Beat begann tatsächlich zu schniefen, doch ich war von meinen Erinnerungen abgelenkt. Er hatte uns damals eingeladen, als er Rudi bekommen hat. Das war nun ungefähr ein Jahr her. Er hatte uns zuvor mächtig genervt, weil er sich einfach für keine Fischart entscheiden konnte. Erst wollte er einfach nur Goldfische. Die waren ihm aber dann zu ordinär. Also sollten es Koi sein. Zu teuer. Schliesslich begann er sämtliche Fischarten in Betracht zu ziehen, die auf der Welt verfügbar sind. So kam es mir zumindest vor. Am Ende hatten wir die möglichen Fischarten auf drei eingegrenzt: Kofferfisch, Blutsalmler und Schlammspringer. Der Kofferfisch fiel wegen Salzwasserhaltung weg. Gegen den Blutsalmler war eigentlich gar nichts einzuwenden, doch ich verliebte mich spontan in den Schlammspringer. Ein ziemlich ulkiger Fisch, und es war wirklich sehr lange her, dass ich etwas als ulkig bezeichnen konnte.

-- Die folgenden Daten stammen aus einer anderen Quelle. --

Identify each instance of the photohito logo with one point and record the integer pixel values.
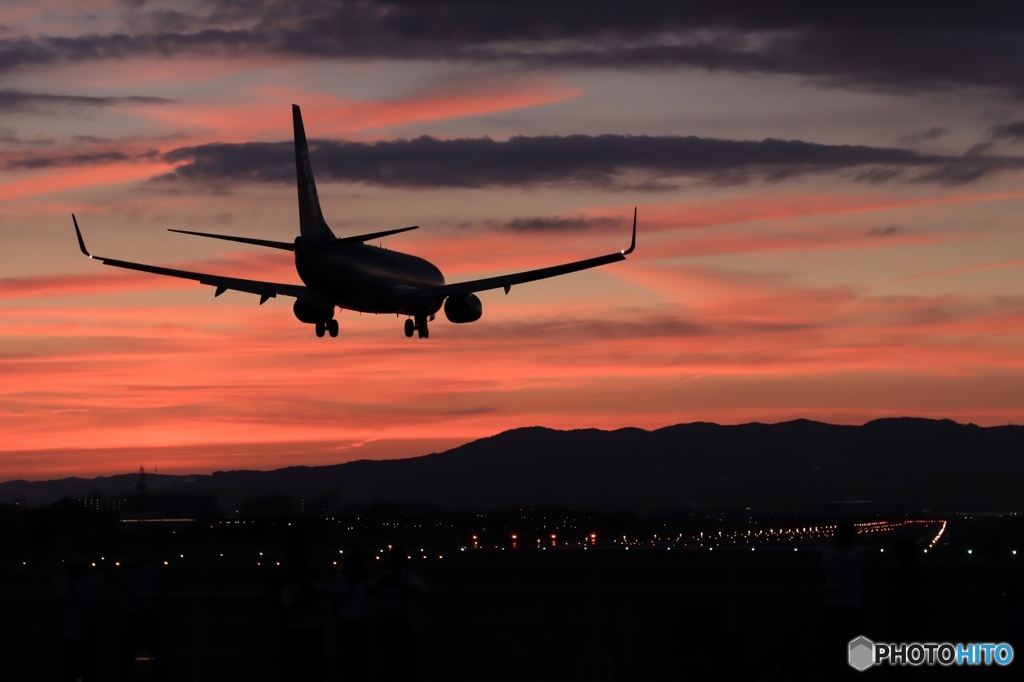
(863, 653)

Die Viecher sehen ein wenig wie eckige Echsen aus, denen aber die hinteren Beine fehlen. Aus dem Kopf ragen zwei grüne Augen, mit denen sie sogar blinzeln können. Das Aquarium musste zur Hälfte mit Sand gefüllt werden, damit die Fische auf dem Sand rumlungern konnten. Beat hatte sämtliche verfügbare Literatur gelesen, stundenlang das Internet durchforstet und das Aquarium mit viel Liebe eingerichtet. Zur Dekoration gab es noch zwei Vietnamkrebse und ein paar kleine silberne Firsche, deren Name ich mir nie merken konnte. Die waren aber auch nicht so wichtig, wichtig war Rudi. Rudi war Beats erster Schlammspringer. Er bezog an Beats Geburtstag sein neues Zuhause und bekam schon bald Gesellschaft von einer ganzen Meute an Artgenossen.

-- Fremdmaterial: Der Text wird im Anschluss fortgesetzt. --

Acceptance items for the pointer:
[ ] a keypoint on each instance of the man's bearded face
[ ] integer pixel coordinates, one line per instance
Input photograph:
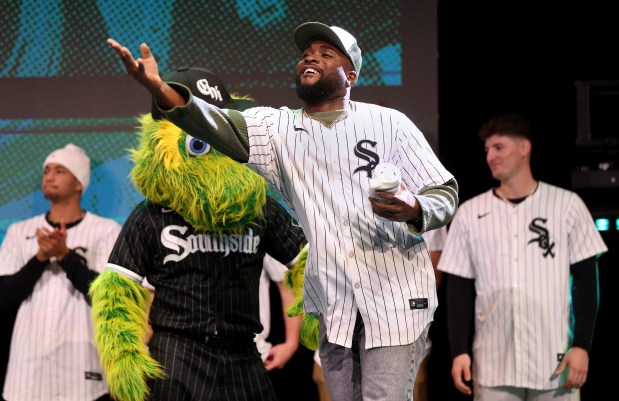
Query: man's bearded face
(327, 87)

Nun war der quitschfidele Rudi also tot. Aus unbekannten Gründen verstoben, von uns gegangen, ohne uns noch einmal zu zu blinzeln. Als Beat tatsächlich in Tränen ausbrach, tat ich das einzige, was ich tun konnte: Ich stand auf, umarmte ihn von der Seite und weinte mit ihm.